«Tutt el mond a l’è paes, a semm d’accòrd, ma Milan, l’è on gran Milan»
O mia bela Madunina, Giovanni D’Anzi, 1934
Secondo quanto ci è dato di sapere, la vendita del Milan di Berlusconi ai cinesi (grossi magnati e imprenditori) sarebbe cosa fatta. Così come l’ingresso (al 20%, pare) di altri investitori cinesi nella proprietà dell’altra grande squadra di Milano, l’Inter di Thohir e Moratti.
Un bene? Un male? Non è facile rispondere a questa domanda. In un mercato libero, è certamente positivo che un “prodotto” italiano sia appetibile per gli investitori stranieri. Ma qual è il confine tra investimento e colonizzazione?

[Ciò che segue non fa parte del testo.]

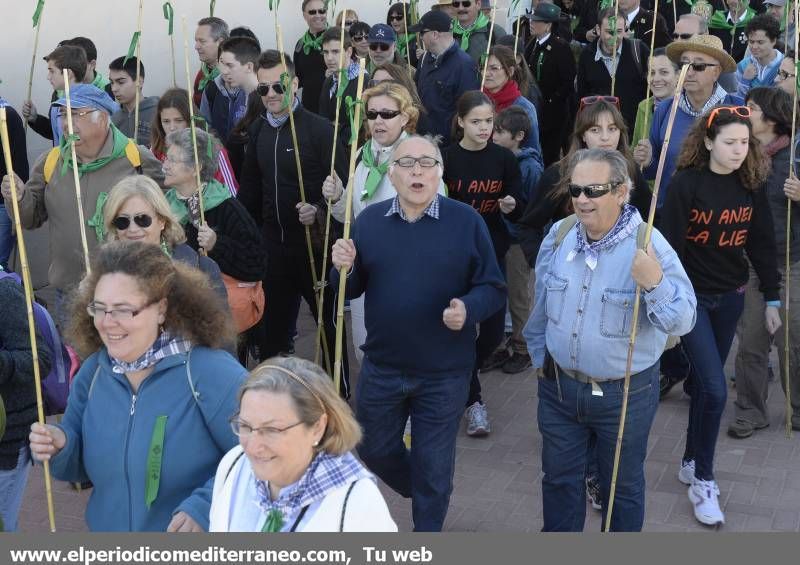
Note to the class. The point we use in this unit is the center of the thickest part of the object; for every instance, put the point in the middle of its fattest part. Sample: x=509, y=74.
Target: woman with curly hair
x=716, y=216
x=147, y=416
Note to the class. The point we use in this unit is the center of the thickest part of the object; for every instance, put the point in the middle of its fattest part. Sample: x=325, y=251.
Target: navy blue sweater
x=410, y=272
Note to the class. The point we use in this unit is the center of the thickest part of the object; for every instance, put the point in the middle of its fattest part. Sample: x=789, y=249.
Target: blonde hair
x=146, y=189
x=399, y=94
x=312, y=394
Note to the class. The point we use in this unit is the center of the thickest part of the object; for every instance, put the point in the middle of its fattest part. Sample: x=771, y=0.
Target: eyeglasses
x=263, y=88
x=699, y=67
x=384, y=114
x=424, y=162
x=267, y=432
x=117, y=314
x=592, y=190
x=741, y=111
x=124, y=222
x=589, y=100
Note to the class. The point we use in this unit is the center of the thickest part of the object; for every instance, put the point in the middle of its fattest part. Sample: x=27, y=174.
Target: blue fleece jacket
x=409, y=272
x=109, y=431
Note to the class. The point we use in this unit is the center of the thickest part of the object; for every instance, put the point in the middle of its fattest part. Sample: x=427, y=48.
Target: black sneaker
x=517, y=363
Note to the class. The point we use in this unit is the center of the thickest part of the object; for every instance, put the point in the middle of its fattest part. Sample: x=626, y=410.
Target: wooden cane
x=489, y=43
x=323, y=273
x=26, y=283
x=635, y=318
x=38, y=18
x=786, y=278
x=138, y=71
x=309, y=247
x=75, y=175
x=348, y=212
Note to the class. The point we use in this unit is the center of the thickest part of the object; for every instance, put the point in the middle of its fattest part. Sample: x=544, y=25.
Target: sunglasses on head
x=263, y=88
x=591, y=190
x=741, y=111
x=124, y=222
x=384, y=114
x=589, y=100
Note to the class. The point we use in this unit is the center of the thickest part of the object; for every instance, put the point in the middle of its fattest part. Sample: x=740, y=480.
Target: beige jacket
x=55, y=202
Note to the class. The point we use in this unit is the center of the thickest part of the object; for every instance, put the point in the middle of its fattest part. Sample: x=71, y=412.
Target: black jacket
x=269, y=187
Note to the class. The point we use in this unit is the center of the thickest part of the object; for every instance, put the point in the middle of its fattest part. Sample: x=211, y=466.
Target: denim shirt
x=583, y=316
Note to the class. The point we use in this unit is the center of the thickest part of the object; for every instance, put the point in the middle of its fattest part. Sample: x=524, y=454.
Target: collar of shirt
x=432, y=210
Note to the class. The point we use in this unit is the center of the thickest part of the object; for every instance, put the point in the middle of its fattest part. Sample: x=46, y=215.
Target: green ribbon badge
x=132, y=48
x=37, y=14
x=169, y=15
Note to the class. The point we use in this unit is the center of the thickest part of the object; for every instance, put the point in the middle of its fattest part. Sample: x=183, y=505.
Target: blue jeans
x=707, y=347
x=385, y=398
x=569, y=415
x=6, y=237
x=12, y=487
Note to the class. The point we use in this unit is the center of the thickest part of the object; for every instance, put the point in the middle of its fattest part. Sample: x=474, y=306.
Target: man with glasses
x=471, y=28
x=424, y=295
x=586, y=276
x=445, y=72
x=270, y=190
x=105, y=156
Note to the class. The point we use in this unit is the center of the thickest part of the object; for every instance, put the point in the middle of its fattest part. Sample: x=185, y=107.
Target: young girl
x=487, y=177
x=716, y=210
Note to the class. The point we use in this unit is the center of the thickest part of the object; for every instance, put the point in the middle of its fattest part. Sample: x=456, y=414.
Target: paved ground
x=497, y=482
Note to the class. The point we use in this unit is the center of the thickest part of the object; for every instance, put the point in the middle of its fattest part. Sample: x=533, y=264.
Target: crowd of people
x=499, y=209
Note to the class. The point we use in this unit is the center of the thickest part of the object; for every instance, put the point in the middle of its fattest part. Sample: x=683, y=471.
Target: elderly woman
x=229, y=235
x=136, y=210
x=147, y=415
x=586, y=276
x=390, y=116
x=297, y=473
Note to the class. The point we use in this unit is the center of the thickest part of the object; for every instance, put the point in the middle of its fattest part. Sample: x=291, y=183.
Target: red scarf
x=504, y=97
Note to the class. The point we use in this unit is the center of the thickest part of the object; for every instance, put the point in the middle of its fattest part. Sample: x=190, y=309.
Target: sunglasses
x=124, y=222
x=263, y=88
x=741, y=111
x=591, y=190
x=384, y=114
x=589, y=100
x=699, y=67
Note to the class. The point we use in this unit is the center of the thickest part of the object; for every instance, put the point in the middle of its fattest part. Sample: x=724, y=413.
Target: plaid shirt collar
x=432, y=210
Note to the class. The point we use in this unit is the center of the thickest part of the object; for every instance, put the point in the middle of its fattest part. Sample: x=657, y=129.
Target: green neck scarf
x=120, y=141
x=376, y=172
x=465, y=32
x=310, y=42
x=208, y=76
x=214, y=194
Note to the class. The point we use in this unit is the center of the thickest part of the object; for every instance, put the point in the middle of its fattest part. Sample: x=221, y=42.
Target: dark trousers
x=707, y=347
x=289, y=275
x=385, y=398
x=569, y=416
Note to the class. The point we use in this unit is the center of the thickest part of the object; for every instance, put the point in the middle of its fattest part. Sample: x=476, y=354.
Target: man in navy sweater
x=429, y=273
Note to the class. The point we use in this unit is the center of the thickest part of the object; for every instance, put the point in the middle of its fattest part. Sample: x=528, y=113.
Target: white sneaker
x=686, y=474
x=704, y=496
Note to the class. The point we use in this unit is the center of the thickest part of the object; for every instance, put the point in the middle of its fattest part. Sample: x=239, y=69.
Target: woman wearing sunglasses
x=771, y=115
x=391, y=116
x=147, y=419
x=717, y=217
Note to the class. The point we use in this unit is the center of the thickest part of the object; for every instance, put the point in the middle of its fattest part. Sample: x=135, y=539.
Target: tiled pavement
x=497, y=481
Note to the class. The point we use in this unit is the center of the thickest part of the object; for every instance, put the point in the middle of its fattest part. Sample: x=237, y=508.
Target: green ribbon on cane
x=37, y=14
x=169, y=15
x=132, y=48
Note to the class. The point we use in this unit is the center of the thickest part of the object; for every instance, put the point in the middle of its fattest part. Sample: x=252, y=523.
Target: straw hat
x=711, y=45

Ora, nel caso di Silvio Berlusconi la vendita del Milan ha un senso e fa parte di un progetto ampio e complessivo. L’uomo è anziano, e capisce di non avere in casa un degno erede che possa gestire in futuro il suo impero. Ergo, il capofamiglia venderà tutto (o quasi) per lasciare delle buone rendite a figli e nipoti. La cessione di Mediaset Premium, affossata dall’acquisto un po’ avventato dei diritti in esclusiva della Champions League, è stato un primo passo.
Per l’Inter, la questione è altrettanto comprensibile, anche se profondamente diversa. Qui servono soldi “freschi” per ripartire, in Italia e in Europa. Tenendo anche presente che dall’altra parte, in Inghilterra e altrove, i giocatori migliori se li accaparrano gli sceicchi ricchi di liquidità.
E’ vero, potremmo anche trascurare le vicende calcistiche e lasciare che le cose vadano per il loro verso, senza interessarcene troppo. Eppure, ho l’impressione che questo sia solo l’inizio di qualcosa che prima o poi ci riguarderà direttamente. Non saprei ancora dire come: se grazie a un proficuo interscambio commerciale, utile a tutti; o se attraverso una vera propria colonizzazione che, partendo dai “pezzi grossi”, conquisterà sempre di più la nostra quotidianità.
Un po’ come è stato fatto nel continente africano, sempre dai cinesi. Infrastrutture, aziende, teste pensanti e lavorazione delle materie prime: in Africa la Cina è il primo fornitore e il principale operatore commerciale presente su quel territorio.
Sia chiaro: siano benvenuti tutti, cinesi, indonesiani o di qualunque altro Paese. La nazionalità non c’entra, lo affermo e lo ripeto. Temo che il problema sia diverso: ci siamo indeboliti, economicamente e politicamente, e siamo diventati (per colpa nostra, prevalentemente) terra di conquista.
E’ l’articolo quinto: chi ha i soldi ha vinto. E noi, come dimostrano le storie emblematiche di Milan e Inter, stiamo perdendo. Una battaglia, o la guerra?